Here, I'll go first.
Do you think this challenge is a ridiculous waste of time? Or did you read it and think, Oh that seems a lovely notion!, and go on with your day? I was like both of you, once.
The first time I did this exercise, in my first year of Herbal studies, I went into my teacher’s garden and sat by this shrubby thing. It wasn't a tree, exactly- there was no trunk, just a collection of bendy stems maybe 8 feet tall. There had been flowers earlier, and berries too, but now it was just leaves and coolly green. I got comfortable on the lawn in front of it.
And I waited.
For anything.
I looked at its bark, the leaves, the ground it grew in.
I breathed, closed my eyes, opened them, lay down, sat straighter.
It felt absurd. I wasn’t having visions, or hearing voices.
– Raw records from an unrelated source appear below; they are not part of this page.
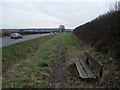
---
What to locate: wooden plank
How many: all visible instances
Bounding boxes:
[84,50,103,70]
[79,59,96,78]
[74,58,88,79]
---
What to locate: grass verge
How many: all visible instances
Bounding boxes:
[2,35,55,73]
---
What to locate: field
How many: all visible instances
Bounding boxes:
[2,33,120,88]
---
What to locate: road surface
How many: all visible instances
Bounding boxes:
[0,33,50,48]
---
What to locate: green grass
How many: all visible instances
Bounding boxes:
[2,35,55,71]
[3,33,84,88]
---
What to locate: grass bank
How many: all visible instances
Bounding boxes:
[3,33,82,88]
[2,35,55,73]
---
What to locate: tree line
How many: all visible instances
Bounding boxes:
[73,1,120,58]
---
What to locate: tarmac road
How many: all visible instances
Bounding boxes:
[0,33,50,48]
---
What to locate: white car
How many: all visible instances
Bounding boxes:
[10,33,22,39]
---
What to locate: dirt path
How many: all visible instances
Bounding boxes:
[50,40,65,88]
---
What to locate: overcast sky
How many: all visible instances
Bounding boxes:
[0,0,116,29]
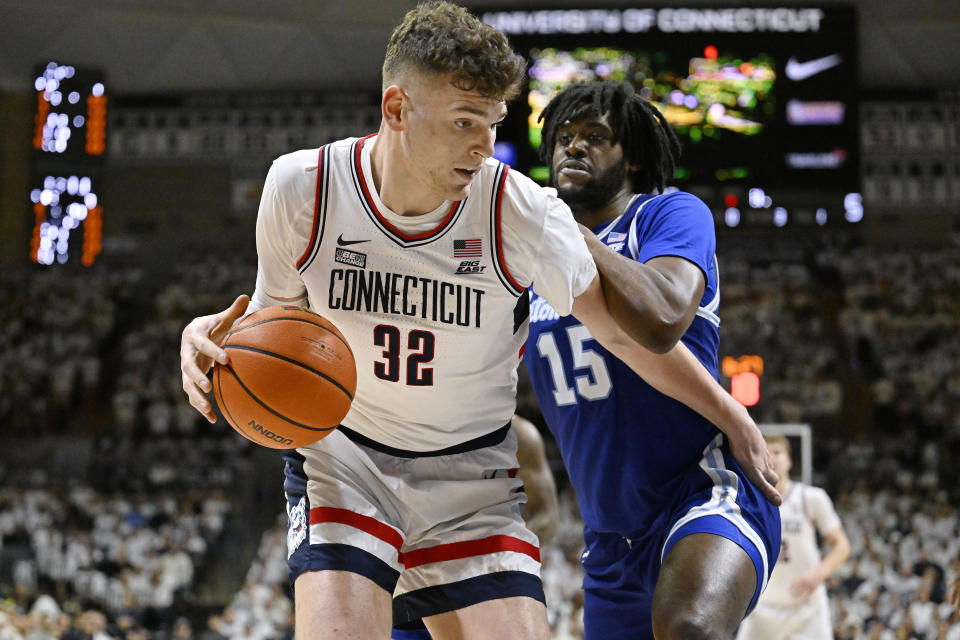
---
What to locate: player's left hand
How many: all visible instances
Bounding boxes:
[725,420,783,507]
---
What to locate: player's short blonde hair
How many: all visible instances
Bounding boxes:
[383,1,526,100]
[763,433,791,455]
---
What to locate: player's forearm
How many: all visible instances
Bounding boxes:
[584,231,696,353]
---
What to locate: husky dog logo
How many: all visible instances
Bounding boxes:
[287,498,307,560]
I was bored, and all I wanted to do was climb the silly thing. This flexible collection of overgrown branches looked so enticing I just wanted to crawl inside it and wrap myself around the stems. Which was of course unreasonable, it could never support me, so I trooped back inside with my classmates, annoyed.
And found out this shrub is Elderberry, literally the Elder of the garden, watching over everything. It has Grandmother energy, and I had wanted to give it a hug SO BAD that I almost cried. My own Grandmother had died tragically in a car accident only a few years before, my life was upside-down, and I had been feeling so alone and without the support that she would have given, in the form of a Dutch Apple cake and just saying nice things to me.
So when I challenge you to go sit with a plant, and you do it, don't "judge" or "assess" or "define" what happens. Because who knows what is happening?
This is how you begin forming connections, by not being in charge of the connecting. Let go, and see who or what introduces themselves, if you’re quiet enough to hear them.